The Global Fund to Fight AIDS, Tuberculosis, and Malaria has stopped funding to three HIV/AIDS programmes in Ukraine. Nine months after approving grants worth $25 million over 2 years, only $740 000 has been spent and there has been no increase in the number of people receiving treatment. Funds will be diverted to another, as yet unnamed organization.
http://www.thelancet.com/journal/vol363/iss9408/full/llan.363.9408.news.28758.1

Drug users in Russia are being harassed by both the police and the government, worsening the HIV/AIDS crisis. Users are denied access to HIV/AIDS medication, methadone treatment to help them get rid of their drug habit is banned, and the fear of police arrest often keeps them away from clean needle exchange programmes, increasing the likelihood of infection and transmission.
http://www.aidsmap.com/news/newsdisplay2.asp?newsId=2679

Malaria

MSF has called for a more rapid and broader uptake of artemisin compound–based treatments (ACT) for malaria. ACTs have been available in Asia for ten years and are relatively new to Africa, but are proving very effective, with improved recovery times. However, action must also be taken now to avoid a global shortage of products.
http://www.accessmed-msf.org/prod/publications.asp?scntid=22420041138132&contenttype=PARA&

RESOURCES

Indian NGO Website
Community Development Medicinal Unit, West Bengal, India, an NGO engaged in the procurement and distribution of low cost essential medicines and medical supplies, has launched a website to provide range of information on essential drugs and rational therapeutics, including counterfeit medicine reports.
http://www.cdmubengal.org

Drug and Therapeutic Committees - Training of Trainers
Regional Training Course on Drug and Therapeutics Committees and Training of Trainers
August 29 to September 11, 2004
The Faculty of Medicine, Makerere University in Kampala, Uganda.

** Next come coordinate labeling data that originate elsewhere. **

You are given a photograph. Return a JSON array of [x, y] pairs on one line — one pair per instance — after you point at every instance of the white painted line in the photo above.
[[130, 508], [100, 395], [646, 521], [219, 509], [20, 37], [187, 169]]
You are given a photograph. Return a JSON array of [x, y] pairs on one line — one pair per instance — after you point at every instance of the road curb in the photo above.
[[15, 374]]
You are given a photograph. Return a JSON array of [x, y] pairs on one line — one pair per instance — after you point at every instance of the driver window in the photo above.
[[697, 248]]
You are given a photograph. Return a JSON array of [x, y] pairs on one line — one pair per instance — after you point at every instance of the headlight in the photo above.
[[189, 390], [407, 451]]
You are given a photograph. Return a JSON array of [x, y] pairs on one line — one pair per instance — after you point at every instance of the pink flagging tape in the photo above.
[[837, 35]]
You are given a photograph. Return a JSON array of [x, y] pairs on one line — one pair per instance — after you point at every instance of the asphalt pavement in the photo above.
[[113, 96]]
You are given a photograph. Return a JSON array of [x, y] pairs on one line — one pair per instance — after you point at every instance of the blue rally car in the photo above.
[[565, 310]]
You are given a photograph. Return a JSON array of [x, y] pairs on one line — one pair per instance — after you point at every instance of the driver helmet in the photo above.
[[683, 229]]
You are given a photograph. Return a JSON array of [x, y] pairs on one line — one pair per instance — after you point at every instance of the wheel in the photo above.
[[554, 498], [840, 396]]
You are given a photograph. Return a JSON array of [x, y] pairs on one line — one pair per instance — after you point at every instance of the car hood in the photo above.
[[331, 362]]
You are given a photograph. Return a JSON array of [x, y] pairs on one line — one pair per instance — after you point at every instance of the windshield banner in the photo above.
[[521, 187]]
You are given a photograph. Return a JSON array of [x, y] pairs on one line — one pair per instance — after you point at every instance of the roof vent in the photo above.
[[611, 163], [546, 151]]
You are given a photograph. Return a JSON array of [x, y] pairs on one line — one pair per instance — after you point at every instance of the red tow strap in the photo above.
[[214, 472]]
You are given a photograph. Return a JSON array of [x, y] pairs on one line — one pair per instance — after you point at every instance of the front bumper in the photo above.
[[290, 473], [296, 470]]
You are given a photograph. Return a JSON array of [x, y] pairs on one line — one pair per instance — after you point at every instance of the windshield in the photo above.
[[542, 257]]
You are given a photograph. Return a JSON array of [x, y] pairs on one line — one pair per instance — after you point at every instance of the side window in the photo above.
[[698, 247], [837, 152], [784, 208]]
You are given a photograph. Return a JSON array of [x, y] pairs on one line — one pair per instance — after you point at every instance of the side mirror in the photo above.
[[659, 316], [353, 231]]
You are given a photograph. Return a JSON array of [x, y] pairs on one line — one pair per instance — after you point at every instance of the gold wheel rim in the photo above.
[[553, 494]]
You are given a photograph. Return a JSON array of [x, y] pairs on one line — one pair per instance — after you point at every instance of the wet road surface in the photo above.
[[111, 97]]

The course is organized by the Makerere University Faculty of Medicine, Uganda Ministry of Health, and Rational Pharmaceutical Management Plus (R P M Plus) Program of Management Sciences for Health (MSH) in collaboration with the WHO Department of Essential Drugs and Medicines Policy (WHO/EDM) and INRUD-Uganda. The course is supported by the U.S. Agency for International Development (USAID).
The course is designed for physicians, pharmacists, and health officials in hospitals, ministries of health, universities or private organizations, and those interested in improving formulary management and promoting rational use of drugs through drug and therapeutics committees (DTCs) and are in a position to provide training and technical assistance to other DTCs are invited to apply.
Applications and fees (2,200 USD, including accommodation and meals) are due no later than July 25, 2004 and there is a limit of 35 participants, so apply early. Please visit http://erc.msh.org/dtc, or email Dr. Paul Waako at pwaako@med.mak.ac.ug with copies to: Dr. Jasper Ogwal-Okeng at jogwal@utlonline.co.ug, Dr. Mohan P. Joshi at mjoshi@msh.org, and Sarah Paige at spaige@msh.org.

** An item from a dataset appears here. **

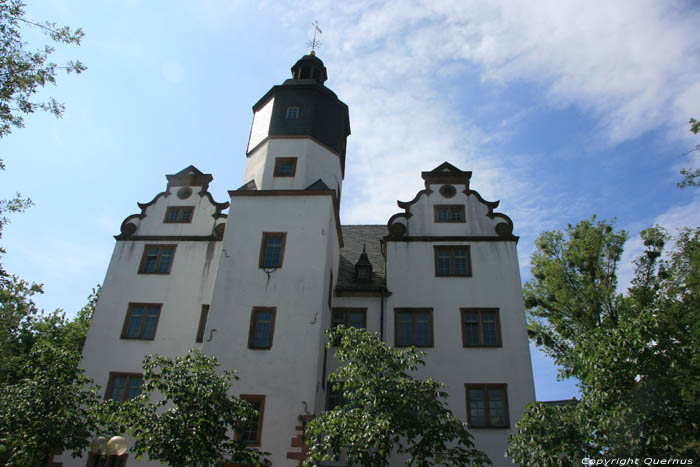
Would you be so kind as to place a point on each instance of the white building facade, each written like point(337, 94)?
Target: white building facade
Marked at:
point(257, 287)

Managing Drug Supply for Primary Health Care - Training Course
Managing Drug Supply for Primary Health Care
October 18 - October 29, 2004
Amsterdam, The Netherlands

The course is organised by the World Health Organisation (WHO), International Dispensary Association (IDA), Le réseau Médicament et Développement (ReMeD), and Management Sciences for Health (MSH).
It aims to:

  • Expose participants to modern management techniques of drug supply systems and to teach how to apply those in their own specific situation.
  • Provide practical tools to decision-makers in essential drugs programs to improve their level of performance.
  • Exchange views and experiences between senior decision-makers.

Applications and fees (3,500 EUR, including accommodation and meals) are due no later than August 15, 2004. Please visit http://www.ida.nl/en-us/content.aspx?cid=155 or email Ms Line Kreft at lkreft@ida.nl.

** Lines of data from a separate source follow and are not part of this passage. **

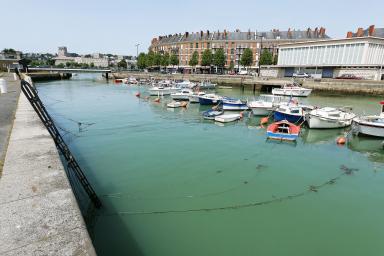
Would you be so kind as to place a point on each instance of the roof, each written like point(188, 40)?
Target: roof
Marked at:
point(239, 36)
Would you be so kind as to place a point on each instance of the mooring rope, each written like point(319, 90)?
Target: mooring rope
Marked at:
point(310, 189)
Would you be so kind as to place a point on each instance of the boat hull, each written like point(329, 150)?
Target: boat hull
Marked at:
point(317, 122)
point(205, 101)
point(294, 93)
point(369, 129)
point(278, 116)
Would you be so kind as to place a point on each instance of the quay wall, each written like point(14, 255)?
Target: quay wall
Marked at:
point(359, 87)
point(39, 214)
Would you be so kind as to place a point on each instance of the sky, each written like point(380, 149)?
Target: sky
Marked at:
point(116, 26)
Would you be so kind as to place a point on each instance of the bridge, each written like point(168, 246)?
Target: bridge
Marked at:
point(73, 70)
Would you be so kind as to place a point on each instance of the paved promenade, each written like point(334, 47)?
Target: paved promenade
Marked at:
point(39, 214)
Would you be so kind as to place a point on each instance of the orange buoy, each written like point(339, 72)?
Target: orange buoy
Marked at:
point(341, 140)
point(264, 120)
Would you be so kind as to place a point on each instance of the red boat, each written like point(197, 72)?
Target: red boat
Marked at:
point(283, 130)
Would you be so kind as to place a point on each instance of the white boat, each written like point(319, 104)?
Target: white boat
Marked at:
point(265, 104)
point(328, 117)
point(370, 125)
point(185, 84)
point(162, 90)
point(226, 118)
point(207, 85)
point(292, 90)
point(183, 94)
point(194, 98)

Global Fund Procurement Policy
The Global Fund has released the "Guide to Global Fund's Policies on Procurement and Supply Management". The guide is intended to clarify the policies to recipients of funds and their advisers. It will be followed by an accompanying document that will assist recipients and local funding agents to implement these guidelines. The document does not replace any existing guidelines, and should be used in conjunction with existing ones from WHO, MSH, etc.